生産性の国際比較による産業競争力のベンチマーキング

 RIETI元橋氏の論考。日、米、中、韓、台におけるTFPの産業別国際比較プロジェクトの結果が記載されています。日本は中、韓、台と比較するとマクロのTFPでは依然として優位にあるが、各国との差は縮まっていること、エレクトロニクス分野においてはTFPのレベルで見た場合には差は縮まっているとはいえないこと、非製造業の生産性が他国と比較して低いこと、が記載されています。
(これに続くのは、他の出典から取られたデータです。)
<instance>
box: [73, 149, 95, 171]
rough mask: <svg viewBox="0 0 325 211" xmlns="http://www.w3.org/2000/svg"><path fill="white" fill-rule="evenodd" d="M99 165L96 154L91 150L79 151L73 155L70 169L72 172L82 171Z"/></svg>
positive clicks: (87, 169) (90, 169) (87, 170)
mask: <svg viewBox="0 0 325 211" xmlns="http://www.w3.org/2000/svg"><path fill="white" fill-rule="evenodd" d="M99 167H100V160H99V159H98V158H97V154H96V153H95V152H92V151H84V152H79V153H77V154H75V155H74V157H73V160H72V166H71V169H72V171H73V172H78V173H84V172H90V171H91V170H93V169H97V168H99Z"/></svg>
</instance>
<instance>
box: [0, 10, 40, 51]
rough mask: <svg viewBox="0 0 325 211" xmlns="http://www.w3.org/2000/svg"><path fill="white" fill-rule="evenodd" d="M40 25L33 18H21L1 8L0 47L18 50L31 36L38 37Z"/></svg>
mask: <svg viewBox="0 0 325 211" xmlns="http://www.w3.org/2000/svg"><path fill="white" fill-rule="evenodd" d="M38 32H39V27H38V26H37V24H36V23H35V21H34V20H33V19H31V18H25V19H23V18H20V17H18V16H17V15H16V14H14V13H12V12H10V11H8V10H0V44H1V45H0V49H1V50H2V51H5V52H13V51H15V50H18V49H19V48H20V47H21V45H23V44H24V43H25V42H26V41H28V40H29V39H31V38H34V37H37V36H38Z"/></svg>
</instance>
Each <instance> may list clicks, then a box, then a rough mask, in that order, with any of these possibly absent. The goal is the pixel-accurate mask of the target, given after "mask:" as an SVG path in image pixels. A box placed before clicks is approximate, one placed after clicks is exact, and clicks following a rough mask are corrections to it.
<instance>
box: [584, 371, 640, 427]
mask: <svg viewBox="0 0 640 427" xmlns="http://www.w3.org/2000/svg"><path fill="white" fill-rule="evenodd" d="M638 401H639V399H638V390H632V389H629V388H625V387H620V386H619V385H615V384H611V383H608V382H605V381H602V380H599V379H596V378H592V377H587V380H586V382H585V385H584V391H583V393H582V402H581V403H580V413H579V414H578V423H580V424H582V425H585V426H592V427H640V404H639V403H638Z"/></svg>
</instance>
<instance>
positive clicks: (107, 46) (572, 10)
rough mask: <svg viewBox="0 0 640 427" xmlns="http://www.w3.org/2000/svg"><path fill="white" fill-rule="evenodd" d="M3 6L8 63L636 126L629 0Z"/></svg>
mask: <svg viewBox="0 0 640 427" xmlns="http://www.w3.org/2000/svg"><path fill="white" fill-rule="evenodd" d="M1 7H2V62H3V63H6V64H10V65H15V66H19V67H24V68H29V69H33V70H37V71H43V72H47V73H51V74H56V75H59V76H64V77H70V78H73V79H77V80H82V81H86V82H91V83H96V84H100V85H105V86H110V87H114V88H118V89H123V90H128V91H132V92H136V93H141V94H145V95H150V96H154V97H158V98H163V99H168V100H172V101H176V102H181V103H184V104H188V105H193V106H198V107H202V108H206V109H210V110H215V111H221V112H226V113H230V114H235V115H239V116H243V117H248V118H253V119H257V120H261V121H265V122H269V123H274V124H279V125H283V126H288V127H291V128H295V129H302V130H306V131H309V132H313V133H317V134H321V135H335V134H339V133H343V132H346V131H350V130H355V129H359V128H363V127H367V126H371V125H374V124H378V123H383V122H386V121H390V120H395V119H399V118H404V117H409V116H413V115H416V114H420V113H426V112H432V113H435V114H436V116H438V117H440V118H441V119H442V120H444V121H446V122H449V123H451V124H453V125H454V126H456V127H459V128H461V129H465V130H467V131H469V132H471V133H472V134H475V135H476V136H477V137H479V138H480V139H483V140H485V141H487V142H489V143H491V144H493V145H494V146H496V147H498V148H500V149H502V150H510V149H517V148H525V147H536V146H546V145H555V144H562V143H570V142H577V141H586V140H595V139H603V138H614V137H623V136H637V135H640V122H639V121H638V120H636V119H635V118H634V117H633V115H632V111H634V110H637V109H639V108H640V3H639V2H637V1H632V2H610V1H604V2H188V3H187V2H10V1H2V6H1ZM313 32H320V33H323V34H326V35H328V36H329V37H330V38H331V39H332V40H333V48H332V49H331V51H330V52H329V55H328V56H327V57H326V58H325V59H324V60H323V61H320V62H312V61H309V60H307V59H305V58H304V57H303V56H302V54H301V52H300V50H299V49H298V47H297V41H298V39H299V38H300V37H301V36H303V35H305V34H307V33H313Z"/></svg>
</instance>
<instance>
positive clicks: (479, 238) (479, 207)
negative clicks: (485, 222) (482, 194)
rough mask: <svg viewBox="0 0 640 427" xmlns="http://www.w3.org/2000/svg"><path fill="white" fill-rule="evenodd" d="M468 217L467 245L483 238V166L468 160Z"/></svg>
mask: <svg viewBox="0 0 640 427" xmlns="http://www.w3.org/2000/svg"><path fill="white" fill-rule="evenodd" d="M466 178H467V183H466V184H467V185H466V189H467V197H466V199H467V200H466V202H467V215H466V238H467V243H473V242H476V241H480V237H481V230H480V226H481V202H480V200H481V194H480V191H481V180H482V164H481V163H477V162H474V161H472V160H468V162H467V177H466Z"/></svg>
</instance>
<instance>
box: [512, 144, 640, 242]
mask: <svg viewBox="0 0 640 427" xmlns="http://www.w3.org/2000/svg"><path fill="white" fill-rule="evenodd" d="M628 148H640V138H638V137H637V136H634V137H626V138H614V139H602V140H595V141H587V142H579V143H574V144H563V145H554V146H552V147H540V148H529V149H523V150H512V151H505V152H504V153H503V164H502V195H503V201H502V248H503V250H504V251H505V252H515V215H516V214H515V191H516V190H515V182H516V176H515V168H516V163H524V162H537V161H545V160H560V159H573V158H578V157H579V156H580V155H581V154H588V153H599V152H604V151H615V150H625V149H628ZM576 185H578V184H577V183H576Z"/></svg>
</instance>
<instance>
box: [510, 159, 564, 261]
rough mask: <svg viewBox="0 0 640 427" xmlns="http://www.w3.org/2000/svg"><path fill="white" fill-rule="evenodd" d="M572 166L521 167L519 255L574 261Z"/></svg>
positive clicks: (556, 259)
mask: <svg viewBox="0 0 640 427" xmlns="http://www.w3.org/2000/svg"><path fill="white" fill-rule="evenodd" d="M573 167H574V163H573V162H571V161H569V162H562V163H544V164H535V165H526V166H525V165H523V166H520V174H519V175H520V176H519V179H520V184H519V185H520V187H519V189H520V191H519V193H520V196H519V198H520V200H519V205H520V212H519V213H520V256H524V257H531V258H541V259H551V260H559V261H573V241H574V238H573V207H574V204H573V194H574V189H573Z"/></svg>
ある産業にくくられている企業の個々のパフォーマンスがどのようになっているのか、については米国でもファクトファインディングがなされているところですが、ここから企業レベルの生産性の話に進んでいくと又面白いなぁと思います。ただ個票がないと厳しいですね。

http://www.rieti.go.jp/jp/columns/a01_0206.html
http://www.rieti.go.jp/jp/database/d03.html(より詳細な結果についてはこちら)

(1/5追記)
 生産性の推計についてですが、ペーパーを見る限りだと稼働率調整がなされているかどうか不明ですが、多分考慮しているのではないかなと思います。
 TFPの推計はKLEMのデータに則って数量ベースであれば(OUTPUT変化)-WK×(資本変化)−WL×(労働変化)−WE×(エネルギー変化)−WM×(投入変化)、dualな構造を仮定しているので、価格ベースであれば逆に、WK×(資本価格変化)+WL×(労働価格変化)+WE×(エネルギー価格変化)+WM×(投入価格変化)−(OUTPUT価格変化)となります。
尚、WM,WK,WL,WEは別途推計されている時系列産業連関表の各産業の投入構造(名目シェア)で、離散型ディビジア集計で計測されています。当然ながらマクロの生産性とは異なるので付加価値要素以外の原材料投入が考慮されるわけです。
 bewaadさんの最初のコメントの点ですが、「日本経済は二重構造だ」という指摘については留保したいところです。ここからサービス業の生産性を上げるべしという議論に結びついていくわけですが、少なくとも比較に際しては比較優位との兼ね合いを考慮しつつ、考慮していく必要があるのでしょう。生産性格差の要因分析等については今後研究を進めていくとのことですのでその結果が待たれるところです。
 2点目の点は仰るとおり。3点目の点については、多分public serviceは国際比較にそぐわないとの観点から0投入としているのではないですかね?